Background: The purpose of this study was to develop and validate questionnaires used to measure psychosocial determinants of physical activity in preadolescent children.
Methods: Three theory-based questionnaires and a measure of after-school physical activity were administered to 422 fifth-grade students. A cross-validation design was employed for psychometric development of the scales, including factor analysis, reliability, and validation by correlating scale scores with intention to be physically active and after-school physical activity.
Results: The Social Influences scale contained a single factor. The Self-Efficacy scale contained three factors: support seeking, barriers, and positive alternatives. The Beliefs scale contained two factors: social outcomes and physical activity outcomes.

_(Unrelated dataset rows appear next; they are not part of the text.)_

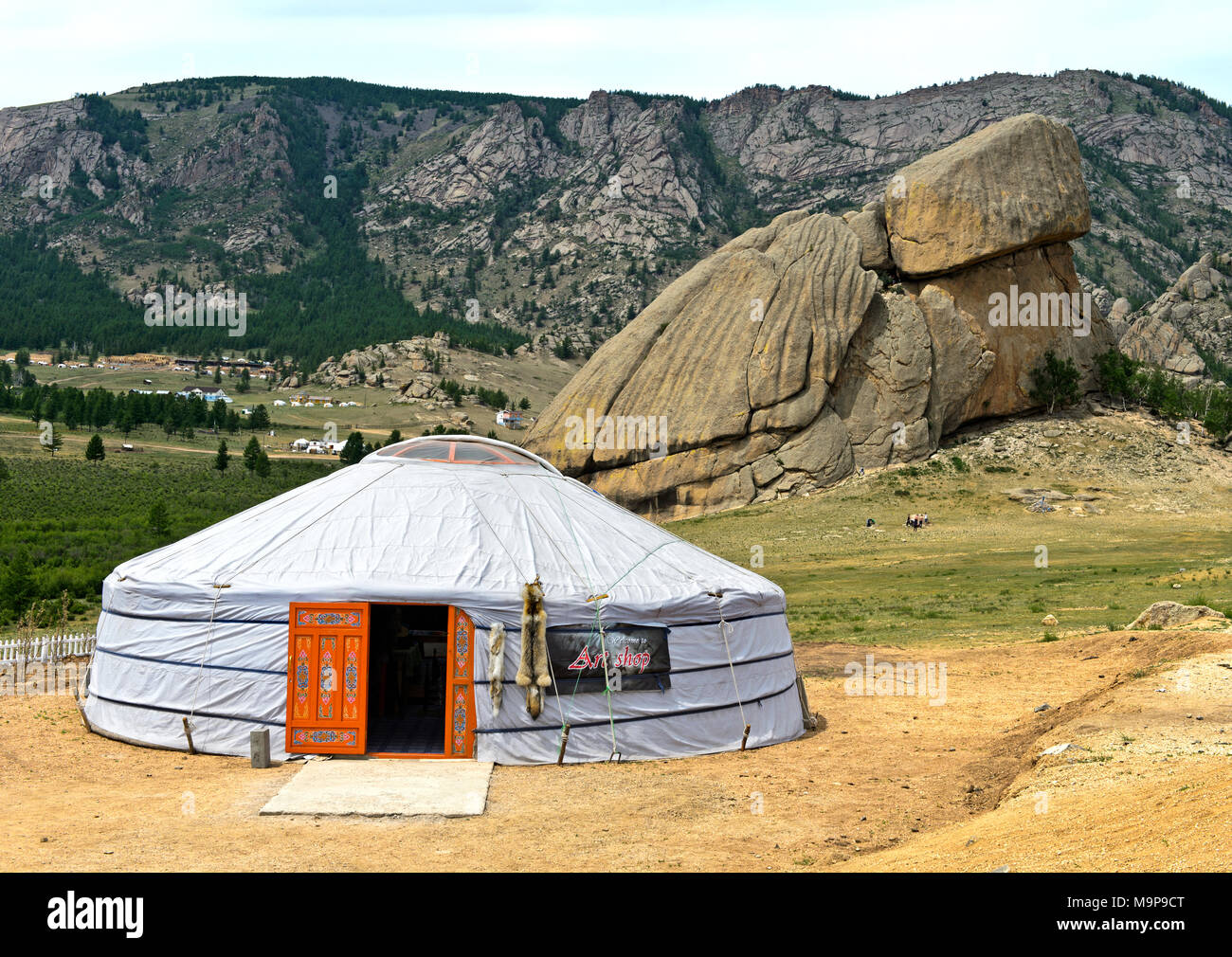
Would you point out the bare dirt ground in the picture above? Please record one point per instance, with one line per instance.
(892, 784)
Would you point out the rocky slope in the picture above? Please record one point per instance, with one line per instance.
(783, 364)
(563, 218)
(1194, 313)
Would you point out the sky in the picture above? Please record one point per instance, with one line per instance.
(568, 48)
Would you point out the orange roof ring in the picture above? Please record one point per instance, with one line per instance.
(464, 450)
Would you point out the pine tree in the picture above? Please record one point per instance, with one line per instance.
(251, 451)
(159, 520)
(222, 459)
(353, 451)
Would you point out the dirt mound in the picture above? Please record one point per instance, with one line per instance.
(1174, 615)
(894, 783)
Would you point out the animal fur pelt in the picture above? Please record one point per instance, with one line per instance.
(533, 670)
(496, 664)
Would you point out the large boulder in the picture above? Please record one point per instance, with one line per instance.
(779, 365)
(1013, 185)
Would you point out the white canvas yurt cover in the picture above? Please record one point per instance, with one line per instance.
(332, 612)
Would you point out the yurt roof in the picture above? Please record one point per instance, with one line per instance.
(442, 520)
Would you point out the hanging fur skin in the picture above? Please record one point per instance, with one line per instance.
(533, 670)
(496, 664)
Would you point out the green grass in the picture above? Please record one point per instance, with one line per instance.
(77, 520)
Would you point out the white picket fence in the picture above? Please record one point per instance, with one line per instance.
(47, 648)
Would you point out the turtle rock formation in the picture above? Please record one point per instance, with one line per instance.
(783, 362)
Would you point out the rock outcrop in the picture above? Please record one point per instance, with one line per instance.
(1013, 185)
(780, 364)
(1195, 311)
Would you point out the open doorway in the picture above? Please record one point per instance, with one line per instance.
(407, 677)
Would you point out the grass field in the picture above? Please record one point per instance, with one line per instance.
(972, 578)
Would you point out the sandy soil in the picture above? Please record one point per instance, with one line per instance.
(892, 783)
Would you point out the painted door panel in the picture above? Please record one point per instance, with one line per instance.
(328, 677)
(460, 686)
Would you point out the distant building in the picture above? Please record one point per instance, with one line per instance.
(209, 393)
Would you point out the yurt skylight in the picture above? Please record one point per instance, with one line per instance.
(460, 450)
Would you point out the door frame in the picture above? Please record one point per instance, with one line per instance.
(348, 719)
(457, 730)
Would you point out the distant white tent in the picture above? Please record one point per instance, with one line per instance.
(358, 615)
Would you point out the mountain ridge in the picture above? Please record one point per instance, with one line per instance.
(555, 217)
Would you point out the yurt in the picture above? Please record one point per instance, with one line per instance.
(446, 596)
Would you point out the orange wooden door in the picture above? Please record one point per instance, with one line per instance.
(460, 686)
(328, 677)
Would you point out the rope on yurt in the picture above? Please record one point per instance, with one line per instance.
(530, 514)
(717, 594)
(201, 668)
(603, 635)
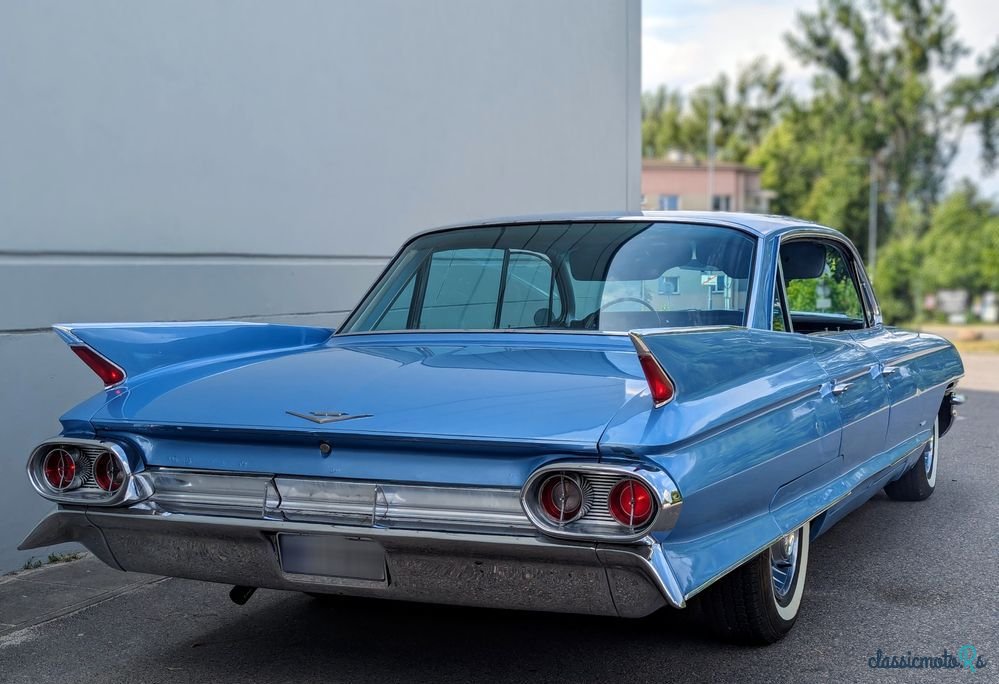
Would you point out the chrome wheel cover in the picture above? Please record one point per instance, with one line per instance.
(784, 557)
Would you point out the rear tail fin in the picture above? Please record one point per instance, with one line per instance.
(117, 351)
(662, 387)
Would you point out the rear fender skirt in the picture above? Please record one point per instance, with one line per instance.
(699, 562)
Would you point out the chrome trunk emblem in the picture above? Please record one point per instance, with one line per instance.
(322, 417)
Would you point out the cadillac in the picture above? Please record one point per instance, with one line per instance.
(607, 414)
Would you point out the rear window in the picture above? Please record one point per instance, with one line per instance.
(610, 276)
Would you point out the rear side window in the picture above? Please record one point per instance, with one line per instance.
(530, 299)
(820, 282)
(462, 289)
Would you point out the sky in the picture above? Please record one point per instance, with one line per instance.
(686, 43)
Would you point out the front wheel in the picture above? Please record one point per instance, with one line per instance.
(920, 480)
(759, 601)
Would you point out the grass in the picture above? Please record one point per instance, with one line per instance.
(54, 558)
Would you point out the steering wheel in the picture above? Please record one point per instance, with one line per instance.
(591, 319)
(627, 299)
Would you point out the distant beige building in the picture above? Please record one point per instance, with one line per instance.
(684, 185)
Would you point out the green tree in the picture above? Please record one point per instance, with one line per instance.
(897, 280)
(744, 110)
(959, 246)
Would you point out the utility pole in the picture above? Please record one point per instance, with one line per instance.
(711, 153)
(872, 217)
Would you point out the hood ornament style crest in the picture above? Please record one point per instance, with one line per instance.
(323, 417)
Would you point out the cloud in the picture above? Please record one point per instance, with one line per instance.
(687, 43)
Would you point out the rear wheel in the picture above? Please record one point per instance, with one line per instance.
(759, 601)
(920, 480)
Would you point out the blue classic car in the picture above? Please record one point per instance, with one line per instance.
(605, 414)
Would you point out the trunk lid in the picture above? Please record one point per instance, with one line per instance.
(541, 390)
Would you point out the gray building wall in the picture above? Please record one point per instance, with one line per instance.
(204, 159)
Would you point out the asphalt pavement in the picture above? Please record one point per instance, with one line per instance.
(899, 578)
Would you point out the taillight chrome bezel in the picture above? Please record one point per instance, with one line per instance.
(131, 489)
(594, 523)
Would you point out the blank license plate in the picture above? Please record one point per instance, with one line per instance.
(331, 556)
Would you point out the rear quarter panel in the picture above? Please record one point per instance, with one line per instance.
(752, 414)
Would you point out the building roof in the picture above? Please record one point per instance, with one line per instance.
(761, 224)
(686, 165)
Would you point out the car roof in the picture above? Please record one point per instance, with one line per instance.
(761, 224)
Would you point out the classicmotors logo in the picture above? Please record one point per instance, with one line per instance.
(966, 657)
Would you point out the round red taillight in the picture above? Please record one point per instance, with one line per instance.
(59, 468)
(108, 472)
(631, 503)
(561, 497)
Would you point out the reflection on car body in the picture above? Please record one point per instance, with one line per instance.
(606, 415)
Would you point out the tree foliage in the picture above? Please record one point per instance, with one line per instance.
(882, 88)
(745, 108)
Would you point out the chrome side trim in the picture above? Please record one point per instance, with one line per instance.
(912, 356)
(668, 504)
(842, 497)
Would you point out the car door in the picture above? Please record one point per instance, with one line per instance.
(826, 302)
(898, 352)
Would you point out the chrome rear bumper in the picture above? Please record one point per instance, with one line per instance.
(518, 571)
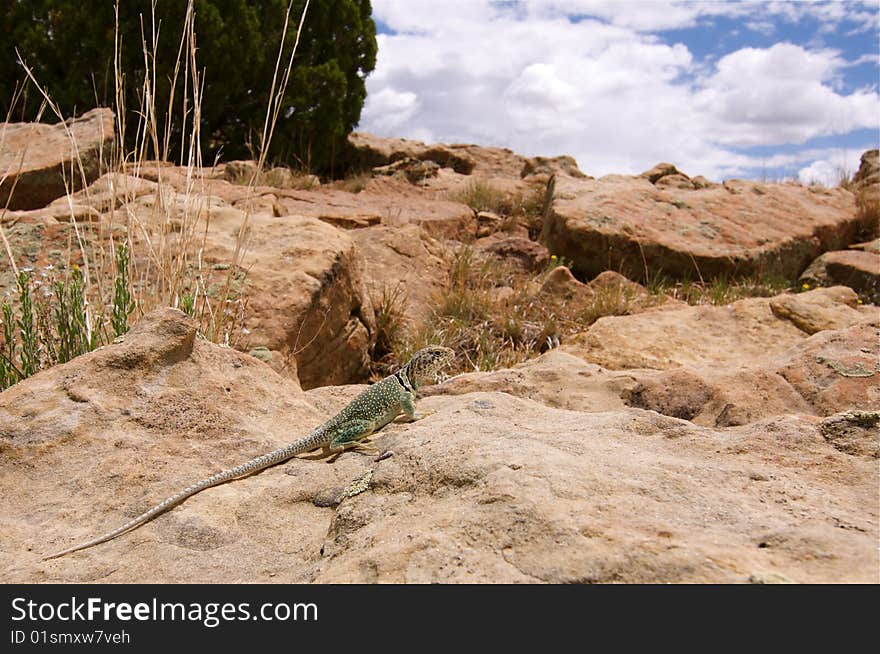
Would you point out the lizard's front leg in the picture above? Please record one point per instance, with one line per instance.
(348, 436)
(407, 403)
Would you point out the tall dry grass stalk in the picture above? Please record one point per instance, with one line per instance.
(165, 237)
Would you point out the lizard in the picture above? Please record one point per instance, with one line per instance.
(374, 408)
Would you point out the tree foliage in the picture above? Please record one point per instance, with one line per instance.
(69, 45)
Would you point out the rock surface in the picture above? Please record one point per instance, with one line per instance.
(36, 158)
(742, 332)
(858, 269)
(631, 225)
(490, 488)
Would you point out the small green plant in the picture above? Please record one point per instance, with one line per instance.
(123, 304)
(555, 261)
(49, 320)
(389, 308)
(30, 353)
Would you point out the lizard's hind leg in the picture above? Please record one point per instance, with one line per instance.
(348, 436)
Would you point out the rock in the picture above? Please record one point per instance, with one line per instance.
(742, 228)
(513, 491)
(856, 268)
(563, 165)
(488, 223)
(675, 181)
(701, 182)
(868, 246)
(744, 332)
(36, 158)
(439, 218)
(528, 254)
(834, 370)
(837, 370)
(854, 432)
(559, 282)
(831, 308)
(413, 170)
(406, 262)
(555, 378)
(660, 171)
(868, 173)
(679, 393)
(690, 335)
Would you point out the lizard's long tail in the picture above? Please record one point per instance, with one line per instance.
(245, 469)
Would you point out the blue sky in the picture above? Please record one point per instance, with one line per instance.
(723, 89)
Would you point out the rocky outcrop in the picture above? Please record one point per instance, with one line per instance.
(38, 162)
(868, 173)
(858, 269)
(746, 332)
(404, 269)
(490, 488)
(563, 165)
(672, 228)
(365, 152)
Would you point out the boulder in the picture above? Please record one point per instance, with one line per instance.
(563, 165)
(639, 229)
(490, 488)
(832, 308)
(857, 268)
(307, 303)
(403, 262)
(365, 152)
(744, 332)
(40, 161)
(868, 173)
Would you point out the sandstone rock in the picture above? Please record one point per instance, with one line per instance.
(528, 254)
(675, 181)
(404, 261)
(365, 151)
(856, 268)
(742, 228)
(868, 246)
(832, 371)
(439, 218)
(413, 170)
(868, 173)
(837, 370)
(701, 182)
(831, 308)
(560, 282)
(37, 158)
(660, 171)
(490, 488)
(563, 165)
(744, 332)
(854, 432)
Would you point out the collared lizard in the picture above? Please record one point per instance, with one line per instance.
(367, 413)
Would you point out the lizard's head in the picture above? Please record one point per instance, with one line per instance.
(427, 362)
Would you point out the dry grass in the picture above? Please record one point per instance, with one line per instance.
(522, 207)
(164, 237)
(495, 315)
(721, 289)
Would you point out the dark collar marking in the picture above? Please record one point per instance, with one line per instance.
(404, 381)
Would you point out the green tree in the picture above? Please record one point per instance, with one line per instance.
(69, 44)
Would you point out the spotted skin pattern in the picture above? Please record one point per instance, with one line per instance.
(367, 413)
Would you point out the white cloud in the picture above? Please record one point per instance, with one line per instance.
(830, 167)
(533, 78)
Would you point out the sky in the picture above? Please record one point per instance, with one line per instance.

Reliability coefficients ranged from about 0.50 to 0.78. Significant correlations were obtained between all six scales and intention in the development sample, and between five scales and intention in the validation sample. Significant correlations were obtained between social influence and self-efficacy barriers and physical activity in the development sample, and between social influences and physical activity in the validation sample.
Conclusions: Three scales to measure psychosocial determinants of physical activity were refined for use with rural, predominantly African-American, preadolescent children, and shown to be both reliable and valid. Factor analysis resulted in interpretable subscales that may be used as variables. These preliminary results provide support for using the scales to measure influences on activity in children.